Irak'a resmi bir ziyaret gerçekleştirecek olan Başbakan Erdoğan, hareketinden önce Esenboğa Havalimanı'nda bir basın toplantısı düzenledi. Açıklamalarının ardından gazetecilerin sorularını yanıtlayan Başbakan Erdoğan, Radikal gazetesine yönelik polis baskını ve gazeteci-yasar Ahmet Şık'ın basılmamış kitabının kopyalarının imhası ile ilgili Türkiye'deki basın özgürlüğüne yönelik eleştirilerin hatırlatılması süzerine şunları kaydetti: 

"Türkiye'deki şu anda bütün uygulamaların, yasama, yürütme, yargı organları tarafından nasıl işlediği malumdur. Bunlar yeni uygulamalar değil. 'Avrupa Birliği bu konuda şöyle bir beyanda bulunmuş', 'bir başka taraf böyle bir beyanda bulunmuş'... Biz bunları dinleriz; ama her ülkenin kendine has şartları olduğunu da gayet iyi biliyoruz. AB üyesi ülkelerde neyin nasıl çalıştığını da bugüne kadar gördük, görüyoruz. Yanı başımızda AB lütfen Yunanistan'daki, Bulgaristan'daki uygulamaları görsün ve bizim burada 'orada uygulamalar böyle yapılıyor' diye değil; onların çok ilerisine geçerek attığımız örnek adımlar var. Bu örnek adımları kimse görmüyor. Burada yargı bir adım atmış. Yargının attığı adım, yürütme olarak bizi ilgilendiren bir adım değil. Bunun bağlantıları nelerdir? Bunlar neyle bağlantılıdır? Nasıl oldu da acaba böyle bir yayınevine veya matbaaya yargı gidip orada bir inceleme, arama yapılması kararını aldı? Bunu hanginiz biliyorsunuz veya hangimiz biliyoruz? Ben bilmiyorum? Ama sizler biliyorsanız bunları açıklayın. Demek ki savcılık böyle bir arama yapılması kararı vermiş ve bunun neticesinde de kendisine göre bu belgeyi belki araştırıyor, bir bilgiye ulaşmanın gayreti içerisinde. Bunu ben bilemem. Sizin bildikleriniz varsa açıklayın. Ben yargının işlettiği bu sürece müdahale etme yetkisine sahip değilim." 

TÜSİAD ANAYASASI 

Başbakan Erdoğan, TÜSİAD'ın hazırladığı anayasa taslağı ile ilgili MHP Genel Başkanı Devlet Bahçeli'nin 'Bu, AK Partinin siparişidir' şeklindeki eleştirisi ile ilgili bir soru üzerine, daha önce de bu konuda birçok açıklamalar yaptıklarını söyledi. 12 Eylül yeni referandumunun hemen ardından 'tüm sivil toplum kuruluşlarını biz bir anayasa çalışmasına davet ediyoruz' dediklerini hatırlatarak, "Hepsi taslak çalışmasını yapsınlar. Bizler 12 Haziran seçimlerinden sonra yeni bir anayasa için gerekli tablonun mecliste oluşması halinde bu adımları atacağız. Havuzlarda biriken ne varsa bunları değerlendirerek bir yeni anayasa yapalım, dedik. 

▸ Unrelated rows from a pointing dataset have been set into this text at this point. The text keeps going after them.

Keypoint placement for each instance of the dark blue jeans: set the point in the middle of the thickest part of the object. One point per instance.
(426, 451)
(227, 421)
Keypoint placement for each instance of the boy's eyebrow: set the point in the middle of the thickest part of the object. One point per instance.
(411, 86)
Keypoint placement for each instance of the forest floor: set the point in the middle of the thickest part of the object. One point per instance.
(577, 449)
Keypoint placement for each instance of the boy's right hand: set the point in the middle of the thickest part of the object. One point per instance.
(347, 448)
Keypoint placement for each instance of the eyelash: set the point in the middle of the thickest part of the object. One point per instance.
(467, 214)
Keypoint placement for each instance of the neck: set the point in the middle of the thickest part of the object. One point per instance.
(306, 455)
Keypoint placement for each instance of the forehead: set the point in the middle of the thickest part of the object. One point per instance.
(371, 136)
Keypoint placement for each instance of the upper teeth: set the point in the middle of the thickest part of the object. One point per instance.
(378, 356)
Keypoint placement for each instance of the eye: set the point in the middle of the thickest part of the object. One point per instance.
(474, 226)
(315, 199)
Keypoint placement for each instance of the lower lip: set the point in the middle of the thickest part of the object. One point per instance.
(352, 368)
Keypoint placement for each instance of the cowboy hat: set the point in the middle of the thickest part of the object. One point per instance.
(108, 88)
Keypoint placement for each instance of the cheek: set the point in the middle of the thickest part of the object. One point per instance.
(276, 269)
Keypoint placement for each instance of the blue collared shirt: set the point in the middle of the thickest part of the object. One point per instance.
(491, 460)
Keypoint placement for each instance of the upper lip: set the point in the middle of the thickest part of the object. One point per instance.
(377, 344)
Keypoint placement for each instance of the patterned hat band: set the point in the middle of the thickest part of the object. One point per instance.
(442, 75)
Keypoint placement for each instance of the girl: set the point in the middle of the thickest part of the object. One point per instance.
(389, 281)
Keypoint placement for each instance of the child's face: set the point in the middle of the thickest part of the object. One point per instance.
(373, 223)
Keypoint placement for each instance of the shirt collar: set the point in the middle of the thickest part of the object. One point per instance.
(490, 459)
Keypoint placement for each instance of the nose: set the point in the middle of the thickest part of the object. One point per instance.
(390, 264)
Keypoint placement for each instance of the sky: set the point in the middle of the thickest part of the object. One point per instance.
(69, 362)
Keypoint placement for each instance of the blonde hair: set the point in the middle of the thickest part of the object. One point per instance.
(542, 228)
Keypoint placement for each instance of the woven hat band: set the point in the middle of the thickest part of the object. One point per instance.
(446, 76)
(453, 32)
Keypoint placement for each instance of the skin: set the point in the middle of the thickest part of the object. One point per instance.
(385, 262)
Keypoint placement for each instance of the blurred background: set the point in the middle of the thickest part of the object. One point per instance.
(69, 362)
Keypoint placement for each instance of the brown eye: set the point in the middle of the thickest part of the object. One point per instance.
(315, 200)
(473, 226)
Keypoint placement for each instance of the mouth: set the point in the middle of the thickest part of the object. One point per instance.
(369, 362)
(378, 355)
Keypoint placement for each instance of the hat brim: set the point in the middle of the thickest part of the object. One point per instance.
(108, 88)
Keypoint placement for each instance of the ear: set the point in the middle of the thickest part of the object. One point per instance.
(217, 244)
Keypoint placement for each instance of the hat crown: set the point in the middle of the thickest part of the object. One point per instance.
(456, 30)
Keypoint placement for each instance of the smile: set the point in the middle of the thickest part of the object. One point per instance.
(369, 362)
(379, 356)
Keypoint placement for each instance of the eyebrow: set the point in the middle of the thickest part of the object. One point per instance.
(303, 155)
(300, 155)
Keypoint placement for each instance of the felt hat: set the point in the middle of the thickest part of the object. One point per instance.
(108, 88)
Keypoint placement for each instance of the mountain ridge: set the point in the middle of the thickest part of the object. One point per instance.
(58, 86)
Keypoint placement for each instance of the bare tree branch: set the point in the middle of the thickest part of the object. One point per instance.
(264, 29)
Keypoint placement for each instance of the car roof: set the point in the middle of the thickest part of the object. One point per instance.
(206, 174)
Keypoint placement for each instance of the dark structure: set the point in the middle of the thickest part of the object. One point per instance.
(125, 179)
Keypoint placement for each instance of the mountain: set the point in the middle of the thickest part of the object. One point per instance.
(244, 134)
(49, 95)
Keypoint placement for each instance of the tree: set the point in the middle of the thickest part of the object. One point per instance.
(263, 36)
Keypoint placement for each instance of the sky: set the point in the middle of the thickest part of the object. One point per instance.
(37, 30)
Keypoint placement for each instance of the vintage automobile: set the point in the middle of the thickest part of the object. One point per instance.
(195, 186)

Kaldı ki TÜSİAD bu çalışmanın örneklerini geçmişte de verdi. Baronlar Birliği yaptı, TOBB yaptı. Bunlar hep AK Parti'nin siparişi üzerine mi yaptı? AK Parti ortada yokken de bu tür çalışmalar yaptılar. Burada birşey ortaya çıkıyor. Sayın Bahçeli'nin bu ülkede devleti yönetmek diye bir derdi yok. Devleti yönetmek gibi bir derdi olanın bu ülkede neler aksıyor, nerelerde bir sıkıntı var, bu sıkıntıları nasıl aşarız, buna yönelik bir derdi yok. Sorduğunuz zaman 'bizim anayasamız hazır' diyor. Anayasan hazırsa bunu açıklarsın. 'Uzlaşma Komisyonuna adam ver' talebine olumlu bakmazsın. Bunlarla beraber neye uzlaşıp da, ülkemizde neyi yapacağı? Onun için de biz başımızın çaresine bakıyoruz ve AK Parti olarak kendi çalışmamızı ayrıca yürütüyoruz. Ama diyoruz ki, 'yeni anayasası bu ülkede halk kendisi yapsın. 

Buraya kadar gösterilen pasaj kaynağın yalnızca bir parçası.